Divago en cuestiones así, un poco distraído, cuando, de pronto, Aira cuenta que su vida fue un cuento de hadas, salvo por un breve periodo que pasó en la cárcel. “Hasta estar en la cárcel fue un cuento de hadas, con una bruja”, dice. La sala se hunde en un silencio de radio. Baltazar está por dar concluida la conferencia. Levanto la mano.
-Me quedó picando lo de la cárcel.
-Fue un pecadillo de juventud. Creí en la política, algo de lo que después abjuré completamente. En realidad, nunca me lo tomé en serio, pero en los 70 lo arrastraban a uno a hacer cosas de las que se arrepentiría. Terminé siendo apolítico porque los políticos elogian la política y mencionan a Aristóteles o a Hobbes, lo cual está muy bien, pero en los hechos la política es chicana, mala voluntad e insulto.
Son las ocho de la noche. Aira viste camisa negra, saco negro, jean negro y angosto, botas negras. “Espero no aburrirlos demasiado”, susurra. Se cambia los anteojos y empieza a leer. Su cuerpo se hamaca suavemente sobre su propio eje. El índice de la mano derecha raspa el papel del texto como quien raspa la quiniela. Jamás levanta la vista. El meneo persiste. La mano izquierda acaricia la barba. Cita a Leibniz, el filósofo alemán: “Dios nos da la atención y la atención lo puede todo”.
En un momento se lía, mueve la cabeza, suspira, trastabillan las palabras, titubea y dice, moviendo la cabeza de este a oeste como si hubiera entrevisto el pliegue ínfimo y sutil de una realidad dentro de otra: “bueh, qué desastre”. Es una estría infinitesimal, un instante puro en los 20 minutos de lectura. Lo pueden comprobar en YouTube, se parece a cazar la sonrisita de Martha Argerich tocando la polonesa 6 de Chopin que tan bien describe Emmanuel Carrère en Yoga. “Nada más, muchas gracias”, finaliza.

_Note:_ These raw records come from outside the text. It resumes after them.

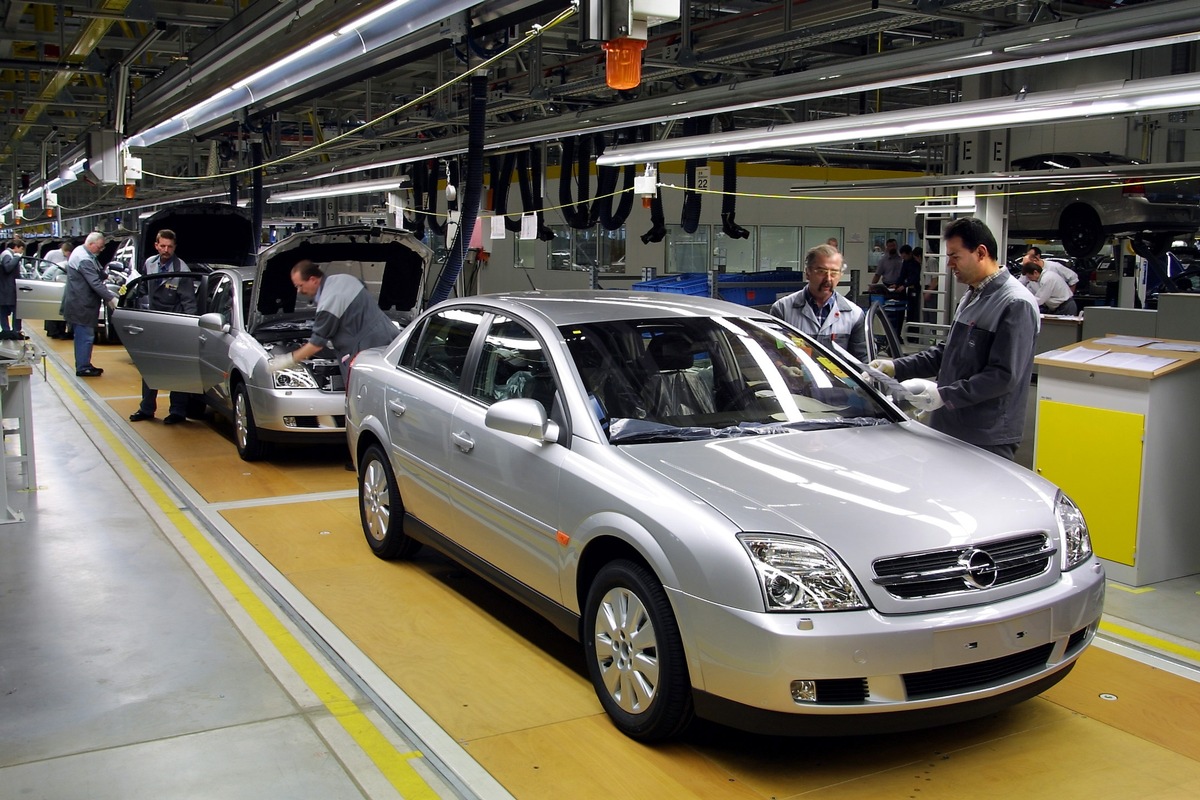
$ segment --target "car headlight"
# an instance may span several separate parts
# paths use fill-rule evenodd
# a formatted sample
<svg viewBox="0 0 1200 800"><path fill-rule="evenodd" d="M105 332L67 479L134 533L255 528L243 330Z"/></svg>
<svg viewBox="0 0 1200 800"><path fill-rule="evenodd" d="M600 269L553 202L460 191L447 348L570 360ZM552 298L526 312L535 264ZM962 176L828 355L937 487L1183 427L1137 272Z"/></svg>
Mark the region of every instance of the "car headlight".
<svg viewBox="0 0 1200 800"><path fill-rule="evenodd" d="M770 612L828 612L866 608L841 561L816 542L786 536L739 534L750 554Z"/></svg>
<svg viewBox="0 0 1200 800"><path fill-rule="evenodd" d="M1092 558L1092 536L1087 533L1084 512L1062 492L1055 500L1054 511L1062 534L1062 570L1066 572Z"/></svg>
<svg viewBox="0 0 1200 800"><path fill-rule="evenodd" d="M319 389L312 373L300 366L272 373L272 380L276 389Z"/></svg>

Curiosidades, o no: en la rueda de prensa Aira había hablado con admiración de Cae la noche tropical, la última novela de su querido Manuel Puig. El libro me retumba en la cabeza. Lo encuentro online, lo descargo y lo empiezo a leer en el teléfono, qué horror. Camino del aeropuerto, en la sala de espera, en el avión.
Ya en Barcelona, camino como un zombi hasta llegar a mi restaurante chino favorito. Me siento en una mesa de la terraza. Viene Juan, el camarero andaluz, un personaje digno del mejor Almodóvar. Me pregunta qué leo con tanta atención. De adolescente, él y su pandilla de amigos “muy maricones” le robaron un ejemplar de Cae la noche tropical al cura de su escuela. “Y eso que yo, comparado con el sacerdote, era un camionero”, dice, para definir almodóvarmente al culpable de sus aficiones literarias.
Juan y sus compañeros devoraron la novela de manera clandestina. Cuando el cura se enteró de lo sucedido, los retó por robar, los perdonó por confesar y les permitió entrar, en pleno franquismo, a su desván secreto para leer otras novelas.